LIVE VIDEO: WUSA 9 at 11pm    Watch
 

Alen Salerian, Washington,D.C. Pain Doctor, fighting government efforts to ban him from prescribing pain prescriptions

11:29 PM, Nov 13, 2012   |    comments
  • Share
  • Print
  • - A A A +

WASHINGTON, DC (WUSA) ---Wisconsin Avenue pain doctor Alen Salerian is fighting efforts by the DC government to ban him from prescribing Class Two narcotics, drugs he says are necessary to the well-being of his patients. He appears at an administrative hearing at the DC Health Department later today, appealing a decision in April that has stopped him from writing the prescriptions.

In a plot worthy of Hollywood, Salerian's office was burglarized in January of 2010 when hundreds of prescription pads disappeared.

A former worker has told Salerian that another former worker " was on the side running a drug business and was selling my prescriptions," he said.

One was those prescriptions was filled by a Virginia man who apparently died because of complications from the drug.

"It's been a nightmarish experience because I have been falsely accused of having murdered, having killed a young man," he said

"It was Dilaudid, a prescription I've never, never written in my life.
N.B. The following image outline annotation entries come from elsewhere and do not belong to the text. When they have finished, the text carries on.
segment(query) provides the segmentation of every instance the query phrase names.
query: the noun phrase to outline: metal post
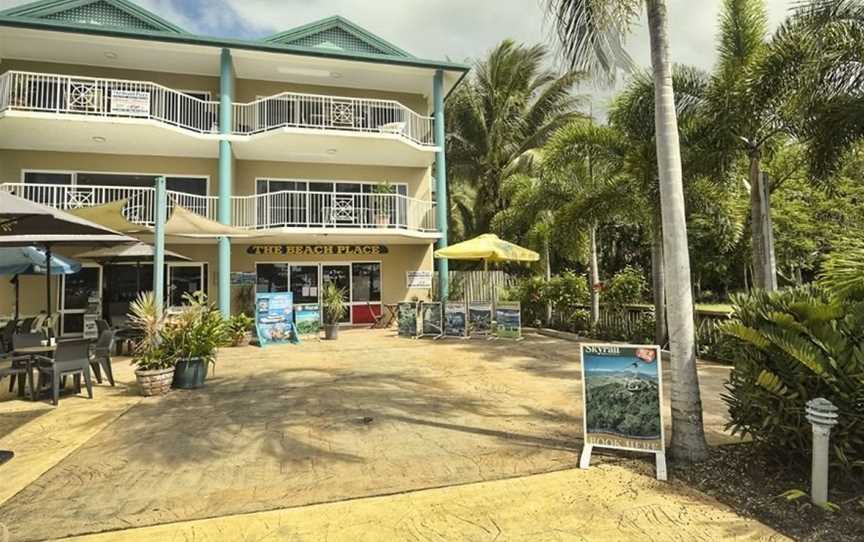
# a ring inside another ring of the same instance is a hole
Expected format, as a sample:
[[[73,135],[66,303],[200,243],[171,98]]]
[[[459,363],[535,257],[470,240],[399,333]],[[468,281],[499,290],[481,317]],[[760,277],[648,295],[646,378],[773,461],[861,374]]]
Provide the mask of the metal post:
[[[153,296],[156,312],[162,314],[165,299],[165,220],[168,214],[168,192],[165,177],[156,177],[156,205],[153,210]]]
[[[807,401],[807,421],[813,426],[813,465],[810,499],[813,504],[828,502],[828,443],[831,428],[837,425],[837,407],[831,401],[817,397]]]
[[[444,72],[437,70],[432,81],[432,100],[435,111],[435,218],[441,238],[438,248],[447,248],[447,159],[444,133]],[[447,258],[438,260],[438,297],[447,301],[450,291],[450,265]]]
[[[234,67],[230,49],[222,49],[219,76],[219,222],[231,224],[231,193],[234,155],[231,142],[225,138],[232,132],[234,97]],[[223,316],[231,315],[231,239],[219,238],[218,273],[219,310]]]

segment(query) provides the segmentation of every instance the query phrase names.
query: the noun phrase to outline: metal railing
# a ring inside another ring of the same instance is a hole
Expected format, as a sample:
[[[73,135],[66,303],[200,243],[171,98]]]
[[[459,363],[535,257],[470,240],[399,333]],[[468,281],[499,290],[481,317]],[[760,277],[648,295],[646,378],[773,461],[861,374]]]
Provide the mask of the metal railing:
[[[151,119],[199,134],[219,132],[217,101],[148,81],[8,71],[0,75],[0,111]],[[433,118],[394,100],[285,92],[232,104],[232,134],[286,127],[393,134],[434,146]]]
[[[124,216],[136,224],[153,223],[154,189],[133,186],[4,183],[0,189],[56,209],[96,207],[126,199]],[[218,197],[168,191],[180,205],[210,220],[218,219]],[[431,201],[400,194],[281,191],[233,196],[232,225],[248,230],[282,228],[385,228],[435,231]]]
[[[284,92],[248,104],[234,104],[233,132],[251,135],[294,127],[395,134],[434,145],[432,117],[394,100],[343,98]]]
[[[219,102],[147,81],[9,71],[0,110],[151,119],[200,134],[219,131]]]

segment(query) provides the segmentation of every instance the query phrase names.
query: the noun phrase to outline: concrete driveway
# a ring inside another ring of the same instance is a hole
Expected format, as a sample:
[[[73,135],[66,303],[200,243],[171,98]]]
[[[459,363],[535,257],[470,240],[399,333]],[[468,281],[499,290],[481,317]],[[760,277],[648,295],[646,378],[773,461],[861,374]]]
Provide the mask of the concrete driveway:
[[[570,469],[578,352],[541,336],[351,330],[338,342],[225,349],[203,390],[141,399],[100,386],[94,401],[58,409],[0,402],[0,420],[14,420],[0,421],[0,448],[21,457],[0,480],[23,469],[0,491],[0,523],[16,541],[58,538]],[[709,441],[722,442],[727,369],[700,371]]]

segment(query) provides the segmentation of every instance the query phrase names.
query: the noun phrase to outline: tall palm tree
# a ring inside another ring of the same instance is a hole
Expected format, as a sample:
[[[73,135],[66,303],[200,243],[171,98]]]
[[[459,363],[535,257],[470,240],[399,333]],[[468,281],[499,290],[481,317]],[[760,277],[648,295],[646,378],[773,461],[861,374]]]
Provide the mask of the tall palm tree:
[[[581,75],[549,69],[547,55],[542,45],[505,40],[447,101],[448,178],[476,191],[475,231],[468,235],[488,231],[507,208],[504,181],[529,172],[532,151],[578,115],[573,89]]]
[[[564,54],[573,69],[614,73],[630,64],[622,40],[642,0],[547,0]],[[707,456],[702,399],[696,373],[693,296],[678,119],[669,58],[665,0],[645,0],[654,68],[654,125],[672,351],[672,454],[681,461]]]

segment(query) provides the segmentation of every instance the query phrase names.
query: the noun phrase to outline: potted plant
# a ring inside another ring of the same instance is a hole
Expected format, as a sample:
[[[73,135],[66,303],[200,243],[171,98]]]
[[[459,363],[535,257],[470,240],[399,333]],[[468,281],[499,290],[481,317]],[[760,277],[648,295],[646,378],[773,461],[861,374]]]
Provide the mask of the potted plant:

I do not even know the dosage," he said.

Salerian has been told thousands of his prescriptions have been sold up and down the east coast, using those stolen pads, with his signature repeatedly forged.

Health Department officials apparently believe Salerian too freely prescribes pain medication and moved to deny him the ability to write those prescriptions.

The Health Department has not responded to numerous 9News Now inquiries about the case.

Salerian agrees that he writes more pain prescriptions than many doctors, saying research shows pain causes permanent brain damage which he wants to prevent with the medication.

He knows his is a minority view but says he writes the prescriptions out of medical necessity.

Salerian is particularly upset that four of his patients have tried to commit suicide since their medications stopped after the DC government action in April. Three of those patients succeeded, and died. Salerian fears other patients will follow.